After a decade of drift and decline, the city that was safe and once worked for everyone is slipping further into disorder. Streets feel less safe. Parks are no longer a place where kids can play freely or citizens can enjoy a peaceful day under a tree. Needles, break-ins, random violence, car theft, illegal protests and petty crime have now become part of Toronto’s daily reality.
In 2024, Toronto recorded 86 homicides, up from 73 the year before, and 461 shooting incidents, a staggering 33% increase.

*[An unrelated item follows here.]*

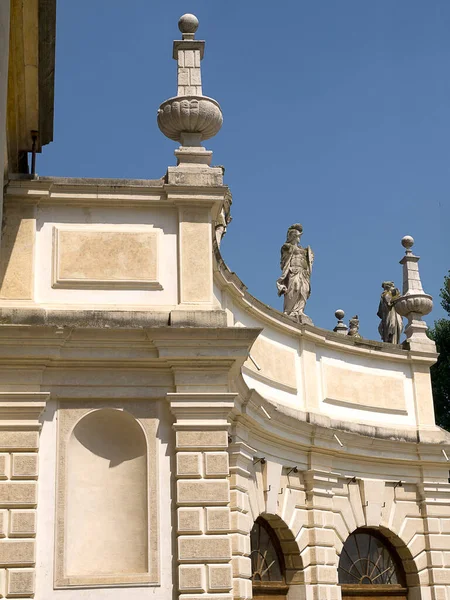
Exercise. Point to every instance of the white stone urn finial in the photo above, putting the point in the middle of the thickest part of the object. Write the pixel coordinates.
(414, 303)
(190, 117)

The TTC has seen violent attacks on riders, shelters spilling into parks, and 911 response times grow longer each month.
Toronto’s decade of decline lays bare a broken city that focuses on studies more than action, with no results.
Toronto must once again become the safest large city in Canada.
In the next election, ABC Toronto will support candidates for council and mayor who promise to restore safety and confidence on our streets by investing in law enforcement and putting Visible Police Where They Matter Most:
- Dedicated TTC patrol units during rush hours and during major events at major transfer hubs including, Union, Bloor–Yonge, Finch, Eglinton, Kennedy, Kipling, and St. George as well as rotating patrols in known problem areas and routes.
- Increased foot patrols in high-traffic public areas such as around Union Stations, Yonge–Dundas, Queen & Spadina, Harbourfront, the Danforth, Parkdale.
- Smarter traffic officer deployment at major congestion points. A new major investment needs to be made into traffic wardens and that they be deployed in a smarter and more timely way during rush hour and major events to get the City moving.
- Expanded park patrol units to keep community spaces safe. Parks are the backyards for those who don’t have them. Torontonians deserve safe and clean parks that have expanded patrols to lessen petty crime, reduce encampments, and to protect monuments, facilities and nature.
- Massive expansion of new police hires to staff these targeted patrols and to bolster the ranks of the main force to reduce response times. As a percentage of the population, Toronto police-to-citizen ratio is the lowest of any other major city in Canada. Toronto needs to lead the way and embark upon an aggressive recruiting campaign to build the ranks of the police and restore safety to the City of Toronto.
Visible policing deters crime, reassures residents, and restores order to our public spaces. A city that feels safe is a city that works.
Toronto can be safe again. It can be clean again. But it can’t happen with the same old leadership and the same old excuses.